Hyponatremia has been described to be a common occurrence in various lung diseases and is associated with adverse outcome of patients . Hyponatremia in the context of SIADH has also been linked to several conditions of the lungs including COVID-19 [1,2,3]. During the last months vaccination programs against COVID-19 started internationally, administering immunizations to an increasing number of people. Local as well as systemic reactions have been described for the new mRNA based vaccines including pain, local erythema, headache, fatigue and fevers . Therefore, it is imaginable that the vaccine per se might trigger SIADH in some patients, since SARS-CoV-2 infections are also associated with SIADH . However, pathophysiology leading to SIADH remains unclear. In the present case, no alternative triggering agent could be identified, leaving the previous vaccination as a plausible cause. The main limitation of this case report is that causality of SIADH can only be presumed but not proofed. Further research is necessary to show if there is an actual correlation between mRNA SARS-CoV-2 vaccinations and SIADH, and to understand the underlying pathophysiology.
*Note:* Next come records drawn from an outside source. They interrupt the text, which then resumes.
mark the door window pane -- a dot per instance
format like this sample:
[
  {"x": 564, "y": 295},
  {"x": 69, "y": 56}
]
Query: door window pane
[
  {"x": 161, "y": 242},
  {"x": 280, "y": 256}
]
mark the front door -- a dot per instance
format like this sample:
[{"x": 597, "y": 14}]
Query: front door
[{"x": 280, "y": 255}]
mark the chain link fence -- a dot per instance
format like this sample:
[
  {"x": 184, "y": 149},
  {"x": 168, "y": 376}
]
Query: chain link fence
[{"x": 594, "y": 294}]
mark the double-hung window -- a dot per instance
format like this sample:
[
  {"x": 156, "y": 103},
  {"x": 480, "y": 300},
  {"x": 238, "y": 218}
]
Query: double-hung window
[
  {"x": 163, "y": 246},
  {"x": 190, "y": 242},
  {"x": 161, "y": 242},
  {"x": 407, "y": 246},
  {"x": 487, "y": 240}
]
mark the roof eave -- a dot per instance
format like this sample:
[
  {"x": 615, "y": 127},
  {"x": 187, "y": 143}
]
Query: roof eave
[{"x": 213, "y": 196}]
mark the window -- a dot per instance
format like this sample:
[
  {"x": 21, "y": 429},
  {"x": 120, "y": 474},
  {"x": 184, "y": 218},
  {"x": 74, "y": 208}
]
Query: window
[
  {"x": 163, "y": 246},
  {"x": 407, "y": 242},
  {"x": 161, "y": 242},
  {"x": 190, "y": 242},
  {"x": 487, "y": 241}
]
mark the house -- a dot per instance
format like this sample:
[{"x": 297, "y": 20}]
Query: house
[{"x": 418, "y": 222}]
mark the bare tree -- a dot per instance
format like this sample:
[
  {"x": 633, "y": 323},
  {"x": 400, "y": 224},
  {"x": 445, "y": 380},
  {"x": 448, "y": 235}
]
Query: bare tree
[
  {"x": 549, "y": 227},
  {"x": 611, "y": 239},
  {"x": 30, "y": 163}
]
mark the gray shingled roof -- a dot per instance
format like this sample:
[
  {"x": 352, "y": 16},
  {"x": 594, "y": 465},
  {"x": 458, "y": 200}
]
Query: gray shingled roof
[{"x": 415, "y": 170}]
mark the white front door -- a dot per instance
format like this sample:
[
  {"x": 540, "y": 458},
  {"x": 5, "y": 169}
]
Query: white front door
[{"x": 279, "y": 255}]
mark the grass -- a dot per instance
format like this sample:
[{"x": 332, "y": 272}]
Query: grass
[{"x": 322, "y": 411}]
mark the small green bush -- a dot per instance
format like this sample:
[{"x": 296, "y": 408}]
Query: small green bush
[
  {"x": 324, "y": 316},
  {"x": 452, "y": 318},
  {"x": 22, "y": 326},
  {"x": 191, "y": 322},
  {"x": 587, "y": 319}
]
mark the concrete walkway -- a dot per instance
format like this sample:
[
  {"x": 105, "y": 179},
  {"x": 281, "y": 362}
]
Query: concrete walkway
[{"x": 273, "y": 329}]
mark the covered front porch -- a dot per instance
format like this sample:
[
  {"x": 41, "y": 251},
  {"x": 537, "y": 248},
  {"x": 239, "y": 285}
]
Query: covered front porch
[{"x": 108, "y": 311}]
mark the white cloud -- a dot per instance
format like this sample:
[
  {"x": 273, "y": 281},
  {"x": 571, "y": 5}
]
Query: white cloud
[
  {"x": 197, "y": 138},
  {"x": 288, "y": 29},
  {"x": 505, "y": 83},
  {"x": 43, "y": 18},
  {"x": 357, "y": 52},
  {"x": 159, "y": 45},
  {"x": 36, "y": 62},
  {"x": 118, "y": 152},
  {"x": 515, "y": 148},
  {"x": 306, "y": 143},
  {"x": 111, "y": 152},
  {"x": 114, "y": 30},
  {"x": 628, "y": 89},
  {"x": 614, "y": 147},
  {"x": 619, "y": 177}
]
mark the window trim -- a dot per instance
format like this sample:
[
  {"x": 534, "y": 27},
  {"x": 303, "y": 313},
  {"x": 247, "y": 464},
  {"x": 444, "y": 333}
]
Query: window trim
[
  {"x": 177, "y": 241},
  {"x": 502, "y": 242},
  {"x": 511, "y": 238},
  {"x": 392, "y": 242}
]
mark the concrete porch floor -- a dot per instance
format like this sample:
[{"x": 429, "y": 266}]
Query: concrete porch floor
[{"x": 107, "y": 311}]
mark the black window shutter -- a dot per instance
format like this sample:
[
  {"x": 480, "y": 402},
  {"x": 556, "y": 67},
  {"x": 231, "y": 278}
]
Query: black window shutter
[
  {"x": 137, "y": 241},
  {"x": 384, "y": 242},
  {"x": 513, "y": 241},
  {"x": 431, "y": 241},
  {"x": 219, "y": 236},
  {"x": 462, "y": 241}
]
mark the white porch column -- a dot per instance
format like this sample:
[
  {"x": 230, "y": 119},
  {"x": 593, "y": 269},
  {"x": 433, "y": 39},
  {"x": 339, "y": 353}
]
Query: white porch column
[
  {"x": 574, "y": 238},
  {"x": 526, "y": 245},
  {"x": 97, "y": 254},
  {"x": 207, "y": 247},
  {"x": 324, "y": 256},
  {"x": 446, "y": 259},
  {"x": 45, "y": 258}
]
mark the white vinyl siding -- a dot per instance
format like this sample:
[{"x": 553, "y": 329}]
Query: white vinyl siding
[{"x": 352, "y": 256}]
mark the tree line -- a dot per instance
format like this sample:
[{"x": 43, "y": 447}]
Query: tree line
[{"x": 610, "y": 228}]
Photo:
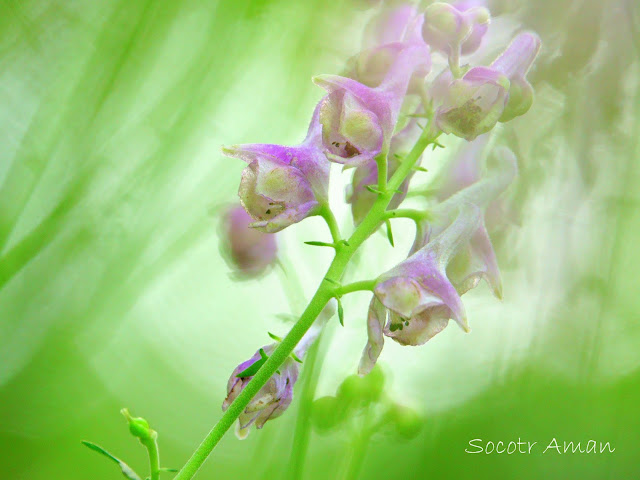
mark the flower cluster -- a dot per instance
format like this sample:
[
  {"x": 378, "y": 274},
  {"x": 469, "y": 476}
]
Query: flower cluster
[{"x": 377, "y": 119}]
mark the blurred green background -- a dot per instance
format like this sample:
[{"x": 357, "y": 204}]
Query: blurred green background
[{"x": 113, "y": 292}]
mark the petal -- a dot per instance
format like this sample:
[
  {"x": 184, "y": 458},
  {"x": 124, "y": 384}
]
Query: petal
[{"x": 375, "y": 325}]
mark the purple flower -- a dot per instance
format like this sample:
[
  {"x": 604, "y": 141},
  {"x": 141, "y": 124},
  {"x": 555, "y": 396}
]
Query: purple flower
[
  {"x": 276, "y": 395},
  {"x": 475, "y": 259},
  {"x": 248, "y": 251},
  {"x": 472, "y": 105},
  {"x": 360, "y": 198},
  {"x": 455, "y": 29},
  {"x": 415, "y": 300},
  {"x": 283, "y": 185},
  {"x": 357, "y": 120}
]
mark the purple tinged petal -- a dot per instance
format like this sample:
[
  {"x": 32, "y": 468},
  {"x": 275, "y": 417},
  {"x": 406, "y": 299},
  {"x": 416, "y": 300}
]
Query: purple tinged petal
[
  {"x": 473, "y": 104},
  {"x": 375, "y": 325},
  {"x": 358, "y": 121},
  {"x": 248, "y": 251},
  {"x": 519, "y": 55},
  {"x": 283, "y": 185}
]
Awareness of the potential side effect is crucial in physicians caring for patients suffering from prolonged symptoms after COVID-19 vaccination in order to identify and treat these patients. In conclusion, when hyponatremia is occurring after mRNA COVID-19 vaccination, treating physicians should be aware of possible SIADH.
Availability of data and materials
Data sharing is not applicable to this article as no datasets were generated or analyzed during the current case report.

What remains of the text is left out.